Investors have a plethora of products to choose from these days. Many of them may be overkill for small investors. They may not be bad or terrible investments in general, but they're the wrong tool for most people.
Exchange traded notes are one such product, generally speaking. They're like exchange traded funds, but instead of owning the underlying investments, the investor gets a promise from the issuer of the ETN that it will pay the returns of the underlying securities.
"ETNs carry two primary types of risks," says Jonathan Duong, CFA, Certified Financial Planner, founder and president of Wealth Engineers in Denver, Colo.
"The reason why companies issue ETNs instead of ETFs is usually due to underlying tax complications, liquidity issues or other complexities that make holding the securities directly a bit challenging," says J. David Stein, a former chief investment strategist for an institutional investment adviser and current writer and educator at his website jdavidstein.com.
If the issuer goes bankrupt, investors are basically out of luck. Issuers can also stop creating new notes, which can send the price spiraling up if investors keep clamoring to buy. An unwary investor could get caught up in the melee and lose lots of money. That happened in 2012 with a volatility index-linked ETN issued by Credit Suisse.
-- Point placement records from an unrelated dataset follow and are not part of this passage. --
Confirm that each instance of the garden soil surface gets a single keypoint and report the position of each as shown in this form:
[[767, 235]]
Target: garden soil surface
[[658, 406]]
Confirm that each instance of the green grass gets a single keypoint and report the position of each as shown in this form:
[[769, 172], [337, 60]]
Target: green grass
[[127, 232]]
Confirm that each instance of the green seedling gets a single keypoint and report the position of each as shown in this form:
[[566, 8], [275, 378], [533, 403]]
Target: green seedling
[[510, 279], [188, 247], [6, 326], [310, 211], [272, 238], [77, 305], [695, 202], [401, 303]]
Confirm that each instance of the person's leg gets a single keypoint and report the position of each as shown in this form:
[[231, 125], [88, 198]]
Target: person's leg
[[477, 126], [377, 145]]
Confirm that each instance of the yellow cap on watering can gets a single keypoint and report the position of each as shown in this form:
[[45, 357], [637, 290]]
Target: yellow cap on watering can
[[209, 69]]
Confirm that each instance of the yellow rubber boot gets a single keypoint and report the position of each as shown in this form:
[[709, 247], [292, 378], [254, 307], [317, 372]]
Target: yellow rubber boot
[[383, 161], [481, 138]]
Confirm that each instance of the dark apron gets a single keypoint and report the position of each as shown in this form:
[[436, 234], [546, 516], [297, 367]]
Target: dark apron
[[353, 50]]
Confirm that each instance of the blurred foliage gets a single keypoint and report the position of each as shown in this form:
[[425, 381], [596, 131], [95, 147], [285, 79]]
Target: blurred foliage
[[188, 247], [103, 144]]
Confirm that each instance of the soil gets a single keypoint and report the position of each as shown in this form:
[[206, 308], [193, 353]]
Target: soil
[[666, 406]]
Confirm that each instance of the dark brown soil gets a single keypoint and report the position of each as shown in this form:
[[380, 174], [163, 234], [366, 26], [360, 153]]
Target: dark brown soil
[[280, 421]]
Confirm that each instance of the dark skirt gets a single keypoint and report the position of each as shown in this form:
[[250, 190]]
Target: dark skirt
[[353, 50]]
The saga of that particular ETN -- TVIX -- highlights many of the dangers of these instruments. Many ETNs invest in futures, use leverage and may move inversely to the index they're tracking. They're very complicated and most of the time, naive investors who don't read the prospectus don't get a crack at a lawsuit.
One lucky speculator did though. Here's what happened.
In the story "How a 56-year-old engineer's $45,000 loss spurred SEC probe," Bloomberg.com covered the regulatory fallout resulting from a lawsuit filed by a group of investors against Credit Suisse back in 2012. The suit alleged that the risks of the investment related to the issuer halting issuance of shares and then recommencing were understated in the prospectus. In the Bloomberg story, an unwitting investor, Jeff Steckbeck, reported that he had not actually read the prospectus and had been advised not to buy TVIX. Nevertheless, he believed that Credit Suisse had been remiss in its handling of the situation.
Now the SEC is mulling increased disclosure requirements. Arguably though, if investors don't read the prospectus and ignore advice, disclosures that aren't attached to a bucket of cold water may be less than effective.
The bottom line is that high-risk alternative asset classes can be profitable in the right hands, but those hands are probably not attached to most individual investors. When in doubt, it's probably best to follow the advice of the Oracle of Omaha, Warren Buffett: Don't invest in things you don't understand.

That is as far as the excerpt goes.